I've been thinking lately that perhaps no one really asks anymore because they read this blog so they think they know how I'm feeling. I wonder if this blog has created a false sense of intimacy so that people are under the impression I've already told them how I feel. But with rare exceptions, it's only my babylost friends who comment on this blog, so I never know who in my day-to-day life is reading. Sometimes friends IRL will mention they read my blog, and it sometimes takes me by surprise because its no longer clear to me if anyone is reading. In the meantime, there's a distance that's grown into so many of my friendships, a chasm that may never again be bridged since there's no way to go back an re-live the past 9 months a different way.

If it sounds like I'm sad and bitter, I am. Many of those middle-of-the-night tears have been shed out of sadness and disappointment at relationships lost or changed immutably. These past 9 months have been the most isolating and alienating of my life.

Because I guess what no one sees because I look so good, is that to the extent possible, I now avoid social situations all together.

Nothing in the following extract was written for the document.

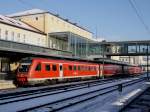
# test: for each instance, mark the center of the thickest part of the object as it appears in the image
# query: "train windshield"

Formerly an outgoing sociable person, I now experience such acute social anxiety at the most casual of gatherings big or small, that I prefer to just stay home. Not that we really get invited anywhere anymore anyway. My evenings and weekends consist of quiet time to myself and with David. And at this point, that's just how I like it.

Its not that I want every conversation to be about my dead baby. With those few amazing friends who have stuck by me through this entire journey, I talk about plenty of other things. I just don't want the conversation to stop the minute I say his name. Better yet, I wish someone else would say his name. I don't want the topic changed the minute I admit I'm feeling sad or anxious. Or an immediate query about whether I'm still in counseling (of course I am).

Its amazing to me how poorly people deal with the dark emotions. These days they intermingle with the light ones. I can be happy/sad. I can be calm/anxious. I'm not sure I ever envision it being any different. And no that doesn't make me clinically depressed. Every happy moment is a happy moment I have without my son. Every adventure is an adventure he's missed. And every beautiful day...he. is. still. gone.